Microsoft has invested significantly in making Windows 10 a solid operating system for people with accessibility needs. A number of tools are built into the OS to make a PC easier to use when a user can’t hear or see what’s going on, and the Windows 10 upgrade is free for users who need these accessibility features. Now, Microsoft is baking in support for Windows 10 Eye Control for users who can’t use a standard keyboard and mouse, and we took a look at how well it works.
Beta support for eye control was introduced to Windows Insiders via preview build 16257. For now, support is limited to just one specific piece of eye tracking hardware, the Tobii Eye Tracker 4C, but that will change in the near future as support for more hardware options is added. For example, support is coming soon for the Tobii Dynavox PCEye Mini, PCEyePlus, EyeMobile Plus, and i-Series.
A number of key capabilities will be supported by Windows 10 Eye Control. These capabilities are focused on accessing applications, entering information, and communicating, and they add on to the eye tracking features that Tobii already brings to Windows 10.
Eye Control Launchpad
The basic Windows 10 Eye Control user interface (UI) element is the launchpad, which allows users to simply look at icons to access the mouse, keyboard, and text-to-speech features as well as to move the launchpad to the top or bottom of the display. Interacting with the Eye Control UI is simple but requires some practice: just look at the screen and focus, or “dwell” as Microsoft calls it, on a button or other element until it engages. The system provides feedback throughout that lets you know what you’re doing.
The Eye Control mouse
Selecting the Eye Control mouse from the launchpad lets a user place the mouse cursor at a specific point on the screen and then make fine adjustments to its location. Then, users can emulate mouse actions including left-click, double left-click, and right-click, as well as cancel a particular mouse session.
Eye Control keyboard
Next up is the Eye Control keyboard, which lets a user enter information just by dwelling on individual keys. Letters, numbers, symbols, and function keys are all accessible, although for now, support is limited to the EN-US keyboard layout.
Eye Control shape-writing
The same shape-writing that’s supported via touch and mouse is also supported in Windows 10 Eye Control. A user can simply dwell on the first and last characters of a word and glancing at different letters to generate words. The system provides a hint of the predicted word, along with alternative predictions that can be selected if the initial hint was incorrect.

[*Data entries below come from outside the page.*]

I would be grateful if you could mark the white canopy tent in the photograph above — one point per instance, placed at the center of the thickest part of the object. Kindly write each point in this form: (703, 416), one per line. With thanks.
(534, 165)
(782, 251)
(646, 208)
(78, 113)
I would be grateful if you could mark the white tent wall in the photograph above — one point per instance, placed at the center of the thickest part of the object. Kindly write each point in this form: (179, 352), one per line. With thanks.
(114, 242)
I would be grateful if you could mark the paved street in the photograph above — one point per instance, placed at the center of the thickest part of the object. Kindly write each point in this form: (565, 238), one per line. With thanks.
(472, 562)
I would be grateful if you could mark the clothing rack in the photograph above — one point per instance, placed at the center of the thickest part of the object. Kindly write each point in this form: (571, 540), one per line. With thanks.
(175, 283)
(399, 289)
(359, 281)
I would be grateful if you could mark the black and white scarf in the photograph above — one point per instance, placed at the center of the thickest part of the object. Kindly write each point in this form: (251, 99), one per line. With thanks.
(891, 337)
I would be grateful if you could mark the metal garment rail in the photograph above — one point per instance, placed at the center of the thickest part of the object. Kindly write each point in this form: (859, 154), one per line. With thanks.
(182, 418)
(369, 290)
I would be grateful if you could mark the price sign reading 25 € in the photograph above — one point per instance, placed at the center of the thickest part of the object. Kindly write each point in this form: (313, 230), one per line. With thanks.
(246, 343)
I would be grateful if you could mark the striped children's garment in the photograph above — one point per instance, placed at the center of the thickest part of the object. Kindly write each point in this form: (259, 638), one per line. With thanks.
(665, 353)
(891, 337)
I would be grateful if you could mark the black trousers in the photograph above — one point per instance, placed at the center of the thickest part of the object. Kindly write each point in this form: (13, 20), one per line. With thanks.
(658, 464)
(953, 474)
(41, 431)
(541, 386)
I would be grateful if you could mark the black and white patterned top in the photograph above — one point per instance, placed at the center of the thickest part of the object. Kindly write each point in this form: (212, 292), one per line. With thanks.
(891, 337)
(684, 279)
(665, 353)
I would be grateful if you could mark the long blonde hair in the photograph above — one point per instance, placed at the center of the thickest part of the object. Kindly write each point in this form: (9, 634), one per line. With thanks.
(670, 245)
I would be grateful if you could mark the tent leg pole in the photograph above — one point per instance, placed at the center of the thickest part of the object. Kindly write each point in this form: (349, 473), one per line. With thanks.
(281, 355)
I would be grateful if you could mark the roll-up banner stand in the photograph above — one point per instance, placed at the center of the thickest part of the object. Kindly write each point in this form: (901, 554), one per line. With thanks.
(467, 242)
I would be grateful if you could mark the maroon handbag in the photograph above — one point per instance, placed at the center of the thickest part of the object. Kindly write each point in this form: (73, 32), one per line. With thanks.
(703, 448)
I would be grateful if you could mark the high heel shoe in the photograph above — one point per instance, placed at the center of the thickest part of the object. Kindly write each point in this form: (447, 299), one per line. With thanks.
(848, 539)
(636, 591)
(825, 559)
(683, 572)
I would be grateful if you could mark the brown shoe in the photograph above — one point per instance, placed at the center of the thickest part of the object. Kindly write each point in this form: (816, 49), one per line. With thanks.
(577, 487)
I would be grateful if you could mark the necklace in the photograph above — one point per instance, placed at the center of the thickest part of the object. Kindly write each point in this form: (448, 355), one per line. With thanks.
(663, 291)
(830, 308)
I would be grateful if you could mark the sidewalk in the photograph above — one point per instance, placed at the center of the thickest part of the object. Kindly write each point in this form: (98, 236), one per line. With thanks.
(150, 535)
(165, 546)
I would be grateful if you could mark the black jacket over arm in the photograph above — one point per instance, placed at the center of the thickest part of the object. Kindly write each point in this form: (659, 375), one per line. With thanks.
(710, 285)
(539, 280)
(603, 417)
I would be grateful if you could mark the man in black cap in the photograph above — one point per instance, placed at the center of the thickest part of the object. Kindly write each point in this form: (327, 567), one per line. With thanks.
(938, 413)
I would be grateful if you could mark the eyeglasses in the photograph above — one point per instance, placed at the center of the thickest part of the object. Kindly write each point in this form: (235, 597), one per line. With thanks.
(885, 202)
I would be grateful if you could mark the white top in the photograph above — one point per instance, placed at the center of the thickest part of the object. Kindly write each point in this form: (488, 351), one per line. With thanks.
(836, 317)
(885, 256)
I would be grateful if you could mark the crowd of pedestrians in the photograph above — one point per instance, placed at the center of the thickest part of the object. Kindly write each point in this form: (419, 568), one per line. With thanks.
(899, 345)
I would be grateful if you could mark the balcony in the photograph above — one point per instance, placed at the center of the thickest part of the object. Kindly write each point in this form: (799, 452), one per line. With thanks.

Eye Control text-to-speech
Finally, a user can use the text-to-speech feature to type words using either the standard keyboard or shape-writing, and the system will speak the resulting words and sentences aloud. In addition, phrases are available that can be immediately spoken aloud, and the displayed choices can be customized. The text-to-speech feature uses the default voices, which can be adjusted in Settings > Time & Language > Speech > Text-to-speech.
Setting up Windows 10 Eye Control
Getting eye tracking to work in build 16257 is fairly straightforward. First, install the Tobii Eye Tracker 4C using Tobii Core eye tracking hot fix release 220.127.116.1158. Follow all of the usual Tobii instructions to make sure your eye tracker is located properly. Then, calibrate the hardware and create a profile — the installation routine will automatically run you through the process.
Next, go to Settings > Update & Security and hit the “Check for updates” button. You should receive a new Tobii Eye Tracker HIDClass Driver, and it should automatically install.
Once that’s completed, simply go to Settings > Ease of Access > Other Options and toggle the switch under “Eye control (beta)” to On. You’ll see the Eye Control launchpad show up on your display.
Great in concept, but frustratingly buggy
In our experience, the Eye Control software is in an incredibly buggy state. We could indeed move the cursor around the screen, open the keyboard and select individual keys, and use the text-to-speech functionality. Mouse control was unusable, however, meaning that we couldn’t place our cursor in an input text box or actually select items on the display. If you’re a Windows Insider with a Tobii Eye Tracker 4C, then it’s certainly worth turning Eye Control on to get a sense of how things will work.
Ultimately, we got enough working that we could see the promise of Windows 10’s Eye Control once the bugs are worked out. The Tobii Eye Tracker 4C is a great device (especially for gaming) and, once calibrated, really does let you attain surprising precision just by looking at your screen. Once that precision is matched with stable software in Windows 10 Fall Creators Update, then the benefits will be profound for users who can’t use a traditional keyboard and mouse to control their PCs.